Plucked, very nearly literally, from a French battlefield in the First World War, “Rinty” was the screen's first non-human superstar, more beloved than all but the most celestial human celebrities. He was also the victim of a notorious injustice...

During the very first Oscar season, Rin Tin Tin was actually the most popular choice for Best Actor. But the organisers weren't having that and, figuring a dog was in no position to kick up a fuss, rigged it so Emil Jannings picked up the statue.



(in The Thin Man films)

The Thin Man films were a series of detective movies in which William Powell and Myrna Loy played husband and wife detective aces Nick and Nora Charles. They were aided and abetted by Asta, their wire fox terrier. He was given ample opportunities to steal the show, and made good use of them every time.

He was originally played by “Skippy”, something of a Hollywood veteran with turns in Bringing Up Baby and The Awful Truth to his name. A skilled, smart and elegant performer who specialised in screwball comedy, Skippy was very much the Cary Grant of the canine world.



(in The Wizard of Oz)

One of the most iconic doggy movie characters, Toto is the faithful Cairn that accompanies her mistress over the rainbow and makes sure she doesn't get into too much trouble: she even exposes the real truth about the fraudulent “wizard”.

So forget all that nonsense about “there's no place like home”. The real moral of The Wizard of Oz is that if you're going anywhere, make sure you have a trusty dog who's got your back.



(in Umberto D)

Art house moviemakers might like to pretend they're too grand for cute animal stories but they're really not, as Umberto D illustrates all too clearly. The film is often reckoned one of the great classics of Italian neo-realism and maybe that's true. What's less debatable is that it’s one of the most shamelessly manipulative films ever made.

The title character is a grumpy old man, alone in a cruel world except for his loyal dog Flike. And it's that dog that director Vittorio De Sica uses to tug upon our heartstrings. Frankly he does so in ways that even the most mawkish Hollywood director would consider a bit much but hey ho; the main thing is that Flike is alright at the end. Umberto is too but we don't really care about him.


Beauty and Beast

(in The Hills Have Eyes)

There are many reasons to keep a dog; companionship, of course, and exercise too—you have to take the little chaps out for their walkies, after all. And don't forget fending off psychotic cannibal weirdos either: the Carter family would have been in a pretty pickle indeed when they accidentally ventured off-grid in Wes Craven's wilderness slasher had they not had a loyal Alsatian to relentlessly persecute their attackers. Good boy!



(in Bombón El Perro)

This is the least known pooch pic on our list but easily one of the loveliest. It's set in Patagonia; the titular Bombón is a large white Dogo Argentino that’s gifted to a chap called Coco. He's stuck in something of a rut, Coco, but Bombón gives him a new purpose, going to dog shows and just generally hanging out.
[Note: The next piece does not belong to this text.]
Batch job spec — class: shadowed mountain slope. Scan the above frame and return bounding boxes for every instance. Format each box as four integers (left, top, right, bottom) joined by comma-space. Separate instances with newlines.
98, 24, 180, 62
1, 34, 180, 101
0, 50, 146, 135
Nothing much actually happens—the highest moment of drama comes when Bombón goes missing for a bit (not too long, mind)—but it's all tremendously sweet and deserves to be loved as much as Coco loves Bombón.



(in Up)

While this list has majored in live action animals, we should make an exception for Dug, who you'll remember from Pixar's Up. He's meant to be a guard dog but he's much too slobbery and affectionate for that, earning him the disdain of the other members of his pack, who take their duties more seriously. But while dog breeders might disagree, most people would prefer “slobbery and affectionate” to “best in show”; Dug might bomb at Crufts but everyone else will think he's smashing.



(in The Artist)

The notional stars of The Artist are Jean Dujardin and Bérénice Bejo but let's be honest here, they were only playing second fiddle to the dog. He is Jack, the splendid Jack Russell owned by Dujardin's fading silent star George Valentin, and he is as heroic offscreen as his master is on it, saving the day at a critical junction.

He was played by “Uggie”, whose passing last year was met by genuine sadness. Dujardin might have copped the Oscar but we all know who it was really meant for.